Sgt John R. McKinney
Co A, 123rd Inf. 33rd Infantry Division
Tayabas Province, Luzon, Philippine Islands
May 11, 1945


Just before Daybreak on May 11, approx. 100 enemy soldiers used the cover of darkness to attack Pvt. McKinny’s position at Dingalan Bay with heavy machinegun fire and a Banzai Charge

Pvt. McKinney was resting a few yards from where the line was breached and woke to the sight of an enemy officer swinging a sword at his head. – This angered the young private.

Although dazed by the stroke, he grabbed a rifle and bludgeoned his attacker to a pulp and Began shooting charging enemy Soldiers as they came through the perimeter.

A crew-served weapon had been overrun when the crew was wounded and forced to evacuate.

In spite of profuse bleeding from his head, McKinney single-handedly attacked the ten enemy soldiers holding the gun emplacement and firing on Mckinney’s unit.

Pvt. Mckinney launched himself into the gun emplacement, shooting  7 of the enemy dead, then being to close range to take time to reload… He bludgeoned the other three to death, using his M-1 like a baseball bat.

The machinegun was damaged beyond use in the fracas, leaving only his rifle, and it was short of ammo.

McKinney stood his ground, pouring fire on the advancing waves of attackers until his ammunition was depleted. Then he again used his carbine like a baseball bat bludgeoning attackers to death until reinforcements could arrive.

By the time help showed up – McKinney had already stopped the assault in his area and had taken complete control of the field.  A body count of 38 enemy dead within hand to hand range, many bludgeoned to death. A mortar crew of two more were a short distance away, both dead with gunshot wounds.
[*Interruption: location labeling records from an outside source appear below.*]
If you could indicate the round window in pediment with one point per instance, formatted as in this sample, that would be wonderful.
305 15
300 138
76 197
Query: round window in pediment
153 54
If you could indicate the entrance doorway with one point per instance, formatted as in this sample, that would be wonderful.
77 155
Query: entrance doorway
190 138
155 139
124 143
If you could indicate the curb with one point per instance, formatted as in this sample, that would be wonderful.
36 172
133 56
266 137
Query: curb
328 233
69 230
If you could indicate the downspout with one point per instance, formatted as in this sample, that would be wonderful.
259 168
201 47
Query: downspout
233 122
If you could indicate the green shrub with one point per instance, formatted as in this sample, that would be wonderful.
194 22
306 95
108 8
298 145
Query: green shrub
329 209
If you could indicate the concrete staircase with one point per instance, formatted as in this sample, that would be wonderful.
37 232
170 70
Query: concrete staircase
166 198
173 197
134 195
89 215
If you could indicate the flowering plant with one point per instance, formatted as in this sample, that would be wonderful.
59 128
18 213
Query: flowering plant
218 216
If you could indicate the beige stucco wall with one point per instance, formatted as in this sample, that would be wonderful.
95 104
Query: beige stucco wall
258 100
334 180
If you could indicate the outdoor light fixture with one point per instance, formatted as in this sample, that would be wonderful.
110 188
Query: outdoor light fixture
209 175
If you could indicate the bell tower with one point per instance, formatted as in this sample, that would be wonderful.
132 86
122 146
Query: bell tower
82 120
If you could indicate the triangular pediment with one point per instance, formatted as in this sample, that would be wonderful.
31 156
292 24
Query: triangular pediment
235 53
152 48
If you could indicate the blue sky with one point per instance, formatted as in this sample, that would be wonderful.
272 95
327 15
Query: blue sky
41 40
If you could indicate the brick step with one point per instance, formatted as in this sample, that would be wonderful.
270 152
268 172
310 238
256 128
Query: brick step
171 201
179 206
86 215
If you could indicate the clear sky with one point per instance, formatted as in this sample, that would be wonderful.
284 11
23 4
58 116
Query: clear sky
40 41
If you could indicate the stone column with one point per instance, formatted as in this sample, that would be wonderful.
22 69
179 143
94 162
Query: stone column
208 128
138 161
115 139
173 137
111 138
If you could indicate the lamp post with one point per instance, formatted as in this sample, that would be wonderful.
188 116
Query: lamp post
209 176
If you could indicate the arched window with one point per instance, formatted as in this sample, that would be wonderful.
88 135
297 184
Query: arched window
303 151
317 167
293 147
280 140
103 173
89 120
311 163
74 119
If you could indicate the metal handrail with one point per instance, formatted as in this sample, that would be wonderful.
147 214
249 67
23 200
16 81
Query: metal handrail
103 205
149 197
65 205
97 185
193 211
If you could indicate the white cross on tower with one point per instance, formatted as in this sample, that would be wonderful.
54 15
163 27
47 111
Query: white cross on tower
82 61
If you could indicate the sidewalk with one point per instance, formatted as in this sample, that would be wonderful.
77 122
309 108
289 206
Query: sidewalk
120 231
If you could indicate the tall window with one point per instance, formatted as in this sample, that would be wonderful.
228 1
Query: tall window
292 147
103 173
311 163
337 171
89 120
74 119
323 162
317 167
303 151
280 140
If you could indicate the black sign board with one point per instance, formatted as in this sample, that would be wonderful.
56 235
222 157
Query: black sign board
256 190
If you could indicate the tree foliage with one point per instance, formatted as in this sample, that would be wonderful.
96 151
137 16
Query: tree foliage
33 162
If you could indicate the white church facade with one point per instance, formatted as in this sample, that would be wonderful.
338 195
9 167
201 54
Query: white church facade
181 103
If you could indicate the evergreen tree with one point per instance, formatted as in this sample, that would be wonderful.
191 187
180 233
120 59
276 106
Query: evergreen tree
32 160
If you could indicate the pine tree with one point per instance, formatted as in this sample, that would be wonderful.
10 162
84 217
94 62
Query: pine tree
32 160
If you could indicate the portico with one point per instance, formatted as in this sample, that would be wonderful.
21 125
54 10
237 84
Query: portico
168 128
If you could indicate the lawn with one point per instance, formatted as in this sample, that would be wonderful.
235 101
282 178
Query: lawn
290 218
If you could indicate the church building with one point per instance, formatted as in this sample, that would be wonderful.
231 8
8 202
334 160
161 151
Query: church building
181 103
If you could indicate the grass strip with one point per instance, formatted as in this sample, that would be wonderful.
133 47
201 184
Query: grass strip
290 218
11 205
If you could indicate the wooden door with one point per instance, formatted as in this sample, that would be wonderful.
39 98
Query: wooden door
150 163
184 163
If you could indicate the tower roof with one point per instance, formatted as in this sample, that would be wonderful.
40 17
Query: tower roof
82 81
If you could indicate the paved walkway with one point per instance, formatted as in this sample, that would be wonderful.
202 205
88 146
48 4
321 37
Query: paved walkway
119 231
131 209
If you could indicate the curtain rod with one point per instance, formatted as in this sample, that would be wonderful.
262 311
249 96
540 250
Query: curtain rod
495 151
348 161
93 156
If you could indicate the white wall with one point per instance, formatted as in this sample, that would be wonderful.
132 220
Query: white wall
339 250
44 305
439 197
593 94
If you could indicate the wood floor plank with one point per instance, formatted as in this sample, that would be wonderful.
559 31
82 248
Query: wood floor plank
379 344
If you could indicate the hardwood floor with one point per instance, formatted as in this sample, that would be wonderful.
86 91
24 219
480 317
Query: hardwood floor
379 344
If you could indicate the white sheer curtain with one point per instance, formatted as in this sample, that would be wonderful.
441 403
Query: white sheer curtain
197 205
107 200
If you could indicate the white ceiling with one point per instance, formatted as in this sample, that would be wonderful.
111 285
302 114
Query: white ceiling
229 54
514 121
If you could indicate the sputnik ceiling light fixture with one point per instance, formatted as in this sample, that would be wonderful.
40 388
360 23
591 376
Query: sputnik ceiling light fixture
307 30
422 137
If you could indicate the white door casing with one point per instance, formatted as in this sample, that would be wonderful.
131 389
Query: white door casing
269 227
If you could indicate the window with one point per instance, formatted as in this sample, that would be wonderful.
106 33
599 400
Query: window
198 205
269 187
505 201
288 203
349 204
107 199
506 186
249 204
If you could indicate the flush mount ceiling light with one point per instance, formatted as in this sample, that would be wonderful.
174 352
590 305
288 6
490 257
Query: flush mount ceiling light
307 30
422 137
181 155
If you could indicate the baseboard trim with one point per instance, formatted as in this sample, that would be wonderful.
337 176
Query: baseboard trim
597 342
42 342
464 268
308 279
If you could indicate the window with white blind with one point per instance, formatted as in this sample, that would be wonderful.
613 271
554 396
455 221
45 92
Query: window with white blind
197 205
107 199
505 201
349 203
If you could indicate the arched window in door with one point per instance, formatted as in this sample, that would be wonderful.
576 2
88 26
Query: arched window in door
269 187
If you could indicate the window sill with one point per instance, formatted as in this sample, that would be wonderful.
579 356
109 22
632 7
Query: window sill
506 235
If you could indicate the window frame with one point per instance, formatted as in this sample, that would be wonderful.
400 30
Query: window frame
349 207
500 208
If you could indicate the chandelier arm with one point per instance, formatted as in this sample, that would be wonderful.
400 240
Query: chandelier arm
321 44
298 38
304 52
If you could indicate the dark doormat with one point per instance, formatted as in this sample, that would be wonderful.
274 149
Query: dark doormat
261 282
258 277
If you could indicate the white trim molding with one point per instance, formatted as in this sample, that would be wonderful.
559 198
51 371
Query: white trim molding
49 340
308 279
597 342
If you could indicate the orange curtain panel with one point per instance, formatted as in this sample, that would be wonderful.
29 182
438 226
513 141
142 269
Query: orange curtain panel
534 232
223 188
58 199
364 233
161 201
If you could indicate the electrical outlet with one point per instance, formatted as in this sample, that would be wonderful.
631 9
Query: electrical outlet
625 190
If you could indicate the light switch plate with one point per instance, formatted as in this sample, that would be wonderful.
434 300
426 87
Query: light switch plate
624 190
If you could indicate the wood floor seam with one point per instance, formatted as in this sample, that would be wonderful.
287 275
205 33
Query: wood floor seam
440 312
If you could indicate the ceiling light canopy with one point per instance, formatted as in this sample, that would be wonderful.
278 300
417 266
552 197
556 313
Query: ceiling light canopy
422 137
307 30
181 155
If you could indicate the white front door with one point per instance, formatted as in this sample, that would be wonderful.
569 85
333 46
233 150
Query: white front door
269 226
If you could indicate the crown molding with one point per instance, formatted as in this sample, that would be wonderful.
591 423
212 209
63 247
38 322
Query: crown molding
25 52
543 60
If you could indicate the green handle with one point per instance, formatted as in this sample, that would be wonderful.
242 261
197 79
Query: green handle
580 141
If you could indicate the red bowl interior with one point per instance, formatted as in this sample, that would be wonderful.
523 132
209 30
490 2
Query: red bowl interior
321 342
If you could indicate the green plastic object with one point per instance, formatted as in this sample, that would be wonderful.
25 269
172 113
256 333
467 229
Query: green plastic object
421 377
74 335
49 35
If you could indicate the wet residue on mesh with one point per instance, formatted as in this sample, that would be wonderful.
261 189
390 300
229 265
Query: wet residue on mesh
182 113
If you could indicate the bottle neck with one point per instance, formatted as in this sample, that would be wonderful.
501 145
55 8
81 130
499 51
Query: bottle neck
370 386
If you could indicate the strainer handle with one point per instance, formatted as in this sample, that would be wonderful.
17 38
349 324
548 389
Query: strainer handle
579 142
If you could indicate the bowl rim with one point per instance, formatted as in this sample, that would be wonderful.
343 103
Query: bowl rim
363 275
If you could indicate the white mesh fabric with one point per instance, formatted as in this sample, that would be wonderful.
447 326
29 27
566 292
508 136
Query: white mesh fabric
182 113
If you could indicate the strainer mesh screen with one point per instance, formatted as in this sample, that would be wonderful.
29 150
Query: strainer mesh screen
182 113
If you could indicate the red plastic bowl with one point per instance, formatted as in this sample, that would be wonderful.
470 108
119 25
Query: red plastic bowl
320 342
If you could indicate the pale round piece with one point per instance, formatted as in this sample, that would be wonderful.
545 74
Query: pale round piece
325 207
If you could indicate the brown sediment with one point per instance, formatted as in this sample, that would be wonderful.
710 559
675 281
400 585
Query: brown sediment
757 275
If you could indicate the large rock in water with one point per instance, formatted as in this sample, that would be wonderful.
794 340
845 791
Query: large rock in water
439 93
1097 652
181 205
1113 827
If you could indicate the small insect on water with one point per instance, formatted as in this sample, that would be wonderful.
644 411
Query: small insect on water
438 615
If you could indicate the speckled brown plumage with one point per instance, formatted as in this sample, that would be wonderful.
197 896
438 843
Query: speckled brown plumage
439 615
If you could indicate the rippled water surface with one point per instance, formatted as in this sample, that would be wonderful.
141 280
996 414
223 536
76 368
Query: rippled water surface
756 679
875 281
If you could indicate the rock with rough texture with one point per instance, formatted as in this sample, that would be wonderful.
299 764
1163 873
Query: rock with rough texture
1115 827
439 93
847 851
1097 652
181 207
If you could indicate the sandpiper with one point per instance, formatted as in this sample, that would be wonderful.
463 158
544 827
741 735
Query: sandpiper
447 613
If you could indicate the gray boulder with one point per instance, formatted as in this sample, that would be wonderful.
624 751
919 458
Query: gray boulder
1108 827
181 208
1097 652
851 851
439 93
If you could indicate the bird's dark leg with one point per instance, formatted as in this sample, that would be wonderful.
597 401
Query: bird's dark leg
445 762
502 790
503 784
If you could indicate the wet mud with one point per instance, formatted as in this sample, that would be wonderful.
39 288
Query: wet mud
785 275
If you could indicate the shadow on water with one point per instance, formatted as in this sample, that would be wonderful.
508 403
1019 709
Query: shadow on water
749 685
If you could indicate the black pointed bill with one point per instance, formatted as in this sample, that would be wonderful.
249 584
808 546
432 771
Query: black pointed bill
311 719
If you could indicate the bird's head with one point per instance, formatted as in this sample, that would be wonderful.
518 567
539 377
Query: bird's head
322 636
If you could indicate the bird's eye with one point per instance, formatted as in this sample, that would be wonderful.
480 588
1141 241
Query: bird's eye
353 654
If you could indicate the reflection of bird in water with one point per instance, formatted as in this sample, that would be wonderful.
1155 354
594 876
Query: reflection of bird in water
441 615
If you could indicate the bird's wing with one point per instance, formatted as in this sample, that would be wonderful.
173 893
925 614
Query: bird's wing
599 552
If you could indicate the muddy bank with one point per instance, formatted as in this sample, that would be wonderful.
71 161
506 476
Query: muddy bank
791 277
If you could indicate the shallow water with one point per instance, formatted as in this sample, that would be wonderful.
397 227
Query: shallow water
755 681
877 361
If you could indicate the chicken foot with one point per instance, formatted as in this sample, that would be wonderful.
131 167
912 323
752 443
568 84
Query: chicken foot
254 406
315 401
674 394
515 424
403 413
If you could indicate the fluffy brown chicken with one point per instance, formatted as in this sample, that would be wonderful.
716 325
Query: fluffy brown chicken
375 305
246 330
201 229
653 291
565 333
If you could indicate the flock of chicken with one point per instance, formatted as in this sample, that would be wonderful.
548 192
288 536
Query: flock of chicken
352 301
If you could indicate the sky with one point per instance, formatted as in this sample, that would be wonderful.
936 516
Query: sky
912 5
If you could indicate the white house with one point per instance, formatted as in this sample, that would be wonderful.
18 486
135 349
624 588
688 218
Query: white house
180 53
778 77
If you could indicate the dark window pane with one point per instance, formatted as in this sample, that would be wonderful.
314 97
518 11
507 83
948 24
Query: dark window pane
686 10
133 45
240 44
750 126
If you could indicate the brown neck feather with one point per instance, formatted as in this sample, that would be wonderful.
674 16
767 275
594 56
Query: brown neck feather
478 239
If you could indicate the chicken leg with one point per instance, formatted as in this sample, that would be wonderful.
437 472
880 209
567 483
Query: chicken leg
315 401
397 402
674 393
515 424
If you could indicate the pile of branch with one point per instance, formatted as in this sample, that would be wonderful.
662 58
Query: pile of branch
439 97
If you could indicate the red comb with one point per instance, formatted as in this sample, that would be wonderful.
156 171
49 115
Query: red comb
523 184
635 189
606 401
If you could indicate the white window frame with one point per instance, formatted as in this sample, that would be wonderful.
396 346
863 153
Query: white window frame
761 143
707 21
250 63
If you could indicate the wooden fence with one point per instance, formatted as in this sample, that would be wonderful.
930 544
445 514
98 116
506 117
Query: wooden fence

The last line of Sgt, McKinney’s Medal of Honor citation reads:

“By his indomitable spirit, extraordinary fighting ability, and unwavering courage in the face of tremendous odds, Pvt. McKinley saved his company from possible annihilation and set an example of unsurpassed intrepidity”

Sgt JOHN R. McKlNNEY reported to his last formation on April 4, 1997.